[131] The rubric at the commencement of the Prayer Book concerning "the Ornaments of the Church, and of the ministers thereof," still directs a credence-table to be placed in every church.
[132] In Flamborough Church, Yorkshire, a few years since, a white glove was hanging over the centre arch of the very beautiful chancel screen,—perhaps is hanging there still. Sometimes a bridal wreath was hung up with the glove.
[133] When the rood screens were pulled down by the Puritans and the chancels were alienated from their proper use, it became necessary, in order to protect the immediate precinct of the altar from general intrusion, to erect around it some barrier; hence the origin of altar-rails, which were first ordered to be put up by Archbishop Laud.

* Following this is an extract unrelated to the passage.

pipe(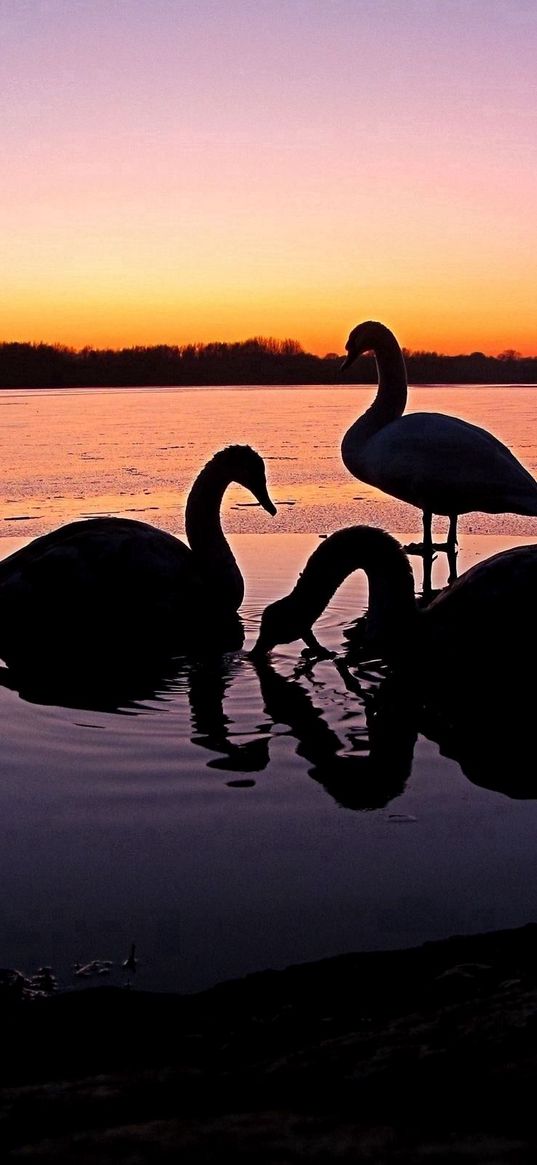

There are a few instances of ancient screens of considerable height immediately surrounding the altar.
[134] As in Bottisham Church, Cambridge; Westwell, Kent; and most of our cathedrals.
[135] Such galleries existed in the parish churches of Whitby, Yorkshire, and of Sandon, Staffordshire, a few years ago, but these have probably been since removed.
[136] Rood is analogous to our common word rod. It is a Saxon word, and means a cross.
[137] It is a question whether the order in the canons for placing the Commandments in churches was intended to be other than temporary. At the time few comparatively had Bibles or Prayer Books, so there was then a reason for the order, which no longer exists. One of many churches in which the Commandments were painted at an early date over the chancel arch, is Fordwich, Kent; the date is 1688. At Dimchurch, in Kent, there is an old painting of the Commandments over the chancel arch, and a modern one over the altar.
[138] As at C.... Church, Kent.
[139] "Cancellæ are lattice-work, by which the chancels being formerly parted from the body of the church they took their names from thence. Hence, too, the Court of Chancery and the Lord Chancellor borrowed their names, that court being enclosed with open-work of that kind. And so to cancel a writing is to cross it out with the pen, which naturally makes something like the figure of a lattice."—Pegge's Anonymiana.
[140] Some of our chancels, however, were originally made considerably lower than the nave. When the church has been built on a slope it has sometimes followed the fall of the ground from west to east.